Autism is a relatively common neurodevelopmental difference with considerable phenotypic heterogeneity impacting cognitive, sensory, and social processing, and often co-occurs with other conditions. Therefore, there is not a one-size-fits-all clinical support pathway for autistic individuals following diagnosis. DNA sequencing technology has enabled the discovery of genes causative of, or associated with, autism. Unsurprisingly, genetic heterogeneity goes hand-in-hand with the phenotypic heterogeneity for this condition; with causative genetic variation ranging from single base pair changes to complex chromosomal rearrangements in more than 100 different genes. This study captures a snapshot (201 individuals) of the autistic population (both clinically referred and self-referred) in Aotearoa New Zealand and documents a decade’s research effort to refine diagnosis using a flexible and customised genome-wide sequencing approach. The diagnostic yield in this phenotypically disparate cohort was 12.9%, with an additional 15.9% of individuals harbouring ‘likely causal’ variants, providing the groundwork to tailor clinical, social, and educational care. Importantly, this study reveals the diagnostic utility of customised genetic screening for autism across a phenotypically diverse autistic population.
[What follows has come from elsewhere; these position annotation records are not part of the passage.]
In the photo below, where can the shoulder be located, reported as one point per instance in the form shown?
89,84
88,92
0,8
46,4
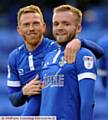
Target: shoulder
16,52
50,41
85,55
85,51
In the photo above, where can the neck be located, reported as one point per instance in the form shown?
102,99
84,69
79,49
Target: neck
33,46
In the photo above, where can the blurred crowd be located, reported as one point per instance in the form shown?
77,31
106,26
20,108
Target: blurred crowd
95,28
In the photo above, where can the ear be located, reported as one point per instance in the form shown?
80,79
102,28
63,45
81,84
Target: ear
79,28
44,27
19,30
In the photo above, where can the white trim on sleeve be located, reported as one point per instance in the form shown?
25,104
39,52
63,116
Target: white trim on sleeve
11,83
87,75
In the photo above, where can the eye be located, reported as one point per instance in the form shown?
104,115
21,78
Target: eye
26,24
36,23
55,24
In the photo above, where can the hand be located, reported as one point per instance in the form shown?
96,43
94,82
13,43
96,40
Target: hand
33,87
71,50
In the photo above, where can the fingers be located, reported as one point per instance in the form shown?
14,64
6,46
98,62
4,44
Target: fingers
71,50
70,56
33,87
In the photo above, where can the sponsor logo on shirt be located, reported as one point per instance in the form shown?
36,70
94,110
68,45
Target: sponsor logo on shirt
88,62
21,71
62,61
53,81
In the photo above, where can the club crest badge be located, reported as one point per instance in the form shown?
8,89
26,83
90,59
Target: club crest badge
62,61
88,62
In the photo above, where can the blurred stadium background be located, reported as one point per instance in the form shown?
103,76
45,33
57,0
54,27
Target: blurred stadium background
95,26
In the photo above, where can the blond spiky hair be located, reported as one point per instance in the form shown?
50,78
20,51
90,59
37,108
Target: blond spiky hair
28,9
70,8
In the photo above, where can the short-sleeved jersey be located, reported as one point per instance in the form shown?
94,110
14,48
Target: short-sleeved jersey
60,93
24,65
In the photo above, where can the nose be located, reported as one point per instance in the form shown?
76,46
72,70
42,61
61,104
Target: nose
31,27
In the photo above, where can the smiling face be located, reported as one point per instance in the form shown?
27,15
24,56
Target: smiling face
32,28
65,27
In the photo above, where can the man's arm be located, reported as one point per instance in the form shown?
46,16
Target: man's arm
16,96
86,88
86,70
73,47
95,48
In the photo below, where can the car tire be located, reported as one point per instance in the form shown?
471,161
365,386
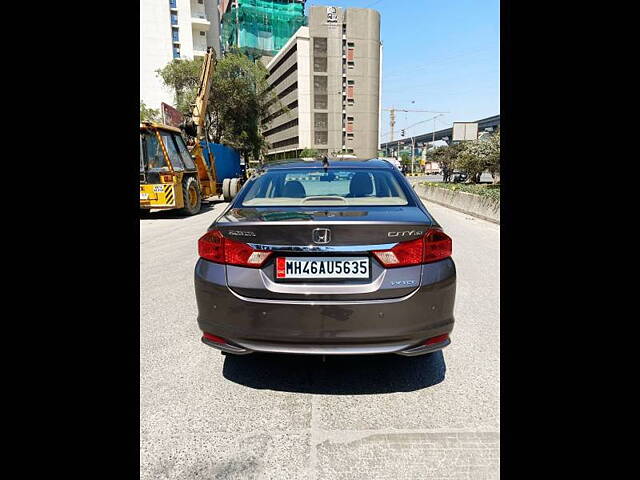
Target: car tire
226,194
191,196
234,187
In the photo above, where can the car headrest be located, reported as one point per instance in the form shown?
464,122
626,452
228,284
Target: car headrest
294,189
360,185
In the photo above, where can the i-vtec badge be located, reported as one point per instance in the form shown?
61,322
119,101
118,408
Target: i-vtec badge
405,233
241,233
404,283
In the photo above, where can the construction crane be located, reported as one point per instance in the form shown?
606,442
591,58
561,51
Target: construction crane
171,176
392,116
196,126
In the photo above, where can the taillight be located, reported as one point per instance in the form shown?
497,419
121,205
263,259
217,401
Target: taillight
437,246
216,248
433,246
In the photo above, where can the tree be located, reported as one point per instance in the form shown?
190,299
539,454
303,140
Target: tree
446,157
238,101
148,114
183,77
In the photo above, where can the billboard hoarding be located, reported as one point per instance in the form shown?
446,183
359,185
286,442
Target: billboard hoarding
465,131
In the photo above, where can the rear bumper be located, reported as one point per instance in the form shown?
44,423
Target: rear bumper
396,325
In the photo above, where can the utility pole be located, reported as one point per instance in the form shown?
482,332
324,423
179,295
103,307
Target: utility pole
413,149
237,24
392,116
433,138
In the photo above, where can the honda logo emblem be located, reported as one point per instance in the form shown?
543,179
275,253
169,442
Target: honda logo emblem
321,235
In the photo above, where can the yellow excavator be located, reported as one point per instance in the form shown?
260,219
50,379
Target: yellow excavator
171,175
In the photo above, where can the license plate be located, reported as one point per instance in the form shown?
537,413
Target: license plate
322,267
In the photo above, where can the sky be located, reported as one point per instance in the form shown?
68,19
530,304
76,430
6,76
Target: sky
439,56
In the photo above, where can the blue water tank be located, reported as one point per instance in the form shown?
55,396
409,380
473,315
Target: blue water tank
227,160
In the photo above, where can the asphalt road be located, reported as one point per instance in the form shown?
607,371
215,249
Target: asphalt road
204,415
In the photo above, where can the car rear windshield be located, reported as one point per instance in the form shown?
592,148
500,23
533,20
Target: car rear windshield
320,187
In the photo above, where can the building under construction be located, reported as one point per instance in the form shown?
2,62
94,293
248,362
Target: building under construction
260,27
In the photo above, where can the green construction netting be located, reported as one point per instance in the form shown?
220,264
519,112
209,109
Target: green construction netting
265,26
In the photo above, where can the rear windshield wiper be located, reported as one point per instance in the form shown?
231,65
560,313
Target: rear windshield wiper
322,198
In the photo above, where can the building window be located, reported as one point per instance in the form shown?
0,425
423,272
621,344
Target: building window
320,101
321,138
319,64
320,121
350,92
319,85
319,47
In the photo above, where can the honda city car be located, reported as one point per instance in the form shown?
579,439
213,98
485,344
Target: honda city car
326,257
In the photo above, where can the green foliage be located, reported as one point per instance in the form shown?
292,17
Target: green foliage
148,114
238,100
183,77
472,157
480,155
309,152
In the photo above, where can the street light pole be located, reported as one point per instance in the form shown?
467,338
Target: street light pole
413,151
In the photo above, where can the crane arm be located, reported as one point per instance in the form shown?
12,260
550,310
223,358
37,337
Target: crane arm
202,98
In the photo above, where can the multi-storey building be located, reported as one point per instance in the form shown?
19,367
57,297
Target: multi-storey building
259,27
173,29
328,76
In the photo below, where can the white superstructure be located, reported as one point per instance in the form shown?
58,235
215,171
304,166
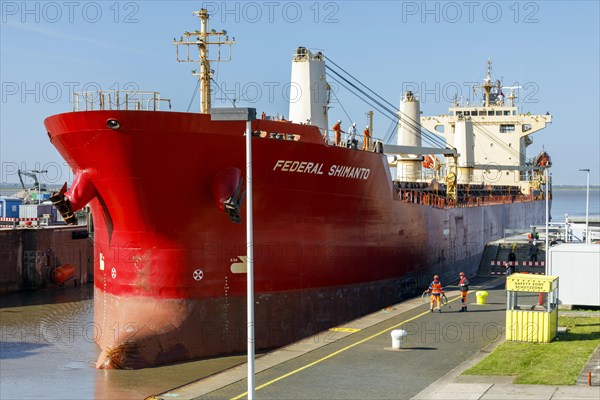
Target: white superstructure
491,138
409,134
309,91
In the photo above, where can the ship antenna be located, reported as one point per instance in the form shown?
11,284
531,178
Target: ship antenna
201,39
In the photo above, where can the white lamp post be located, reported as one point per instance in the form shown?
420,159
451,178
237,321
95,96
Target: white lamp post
587,206
248,115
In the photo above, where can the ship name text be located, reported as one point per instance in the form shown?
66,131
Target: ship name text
306,167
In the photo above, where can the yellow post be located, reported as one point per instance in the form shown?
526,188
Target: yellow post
526,319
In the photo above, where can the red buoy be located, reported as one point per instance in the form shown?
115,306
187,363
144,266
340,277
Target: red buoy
62,274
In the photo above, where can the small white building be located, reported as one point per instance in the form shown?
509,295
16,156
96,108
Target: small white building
578,267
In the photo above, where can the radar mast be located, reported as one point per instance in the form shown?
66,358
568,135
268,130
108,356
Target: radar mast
201,39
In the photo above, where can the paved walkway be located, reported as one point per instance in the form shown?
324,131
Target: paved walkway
357,361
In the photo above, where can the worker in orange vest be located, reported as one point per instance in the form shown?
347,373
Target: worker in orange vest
366,138
436,290
463,285
337,130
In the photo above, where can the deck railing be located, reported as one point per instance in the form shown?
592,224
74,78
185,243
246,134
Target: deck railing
118,100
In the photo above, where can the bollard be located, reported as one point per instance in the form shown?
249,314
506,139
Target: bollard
398,337
481,296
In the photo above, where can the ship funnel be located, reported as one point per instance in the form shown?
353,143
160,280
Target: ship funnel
409,134
309,91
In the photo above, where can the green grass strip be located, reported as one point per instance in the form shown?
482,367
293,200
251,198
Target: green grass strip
555,363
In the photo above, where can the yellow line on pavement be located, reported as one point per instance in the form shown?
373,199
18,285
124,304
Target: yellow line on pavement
320,360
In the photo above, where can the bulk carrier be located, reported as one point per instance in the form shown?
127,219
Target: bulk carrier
339,231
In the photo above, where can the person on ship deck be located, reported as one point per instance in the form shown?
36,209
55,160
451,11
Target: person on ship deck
337,131
366,138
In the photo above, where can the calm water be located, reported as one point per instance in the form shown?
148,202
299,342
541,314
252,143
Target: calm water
572,202
47,349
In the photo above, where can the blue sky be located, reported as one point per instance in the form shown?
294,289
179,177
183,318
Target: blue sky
49,49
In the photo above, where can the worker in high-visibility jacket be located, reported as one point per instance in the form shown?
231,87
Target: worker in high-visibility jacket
463,285
437,290
337,132
366,138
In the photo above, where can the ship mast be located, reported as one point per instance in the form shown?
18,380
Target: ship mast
201,39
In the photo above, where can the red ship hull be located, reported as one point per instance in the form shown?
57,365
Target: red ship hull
333,240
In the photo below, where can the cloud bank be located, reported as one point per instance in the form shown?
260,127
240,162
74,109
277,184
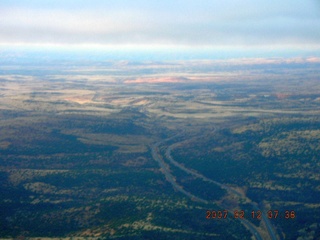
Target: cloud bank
203,23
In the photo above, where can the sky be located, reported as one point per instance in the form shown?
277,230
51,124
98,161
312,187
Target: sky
290,25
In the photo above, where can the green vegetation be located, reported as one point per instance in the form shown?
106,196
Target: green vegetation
78,155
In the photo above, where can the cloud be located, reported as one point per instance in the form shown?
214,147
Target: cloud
191,23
自闭症是一类较为常见的神经发育异质性疾病，存在显著的表型异质性，可对认知、感知与社会信息加工过程造成影响，且常与其他病症共病。因此，自闭症患者确诊后，并无适用于所有个体的统一临床支持路径。DNA测序技术（DNA sequencing technology）已助力科研人员发现与自闭症致病相关或存在关联的基因。不出所料，该病症的遗传异质性与表型异质性紧密关联；致病遗传变异的类型跨度极大，从单碱基替换（single base pair changes）到复杂染色体重排（complex chromosomal rearrangements），涉及超过100个不同基因。本研究对新西兰（Aotearoa）的自闭症人群（涵盖临床转诊与自我转诊两类个体）开展了抽样调查，共纳入201名受试者，并记录了十年来采用灵活定制化全基因组测序（genome-wide sequencing）技术优化自闭症诊断的研究历程。在这一表型异质性显著的队列中，诊断检出率为12.9%，另有15.9%的个体携带“疑似致病”变异，该成果为定制化临床、社会及教育照护方案奠定了坚实基础。尤为重要的是，本研究证实了定制化基因筛查在表型多样的自闭症人群中用于自闭症诊断的应用价值。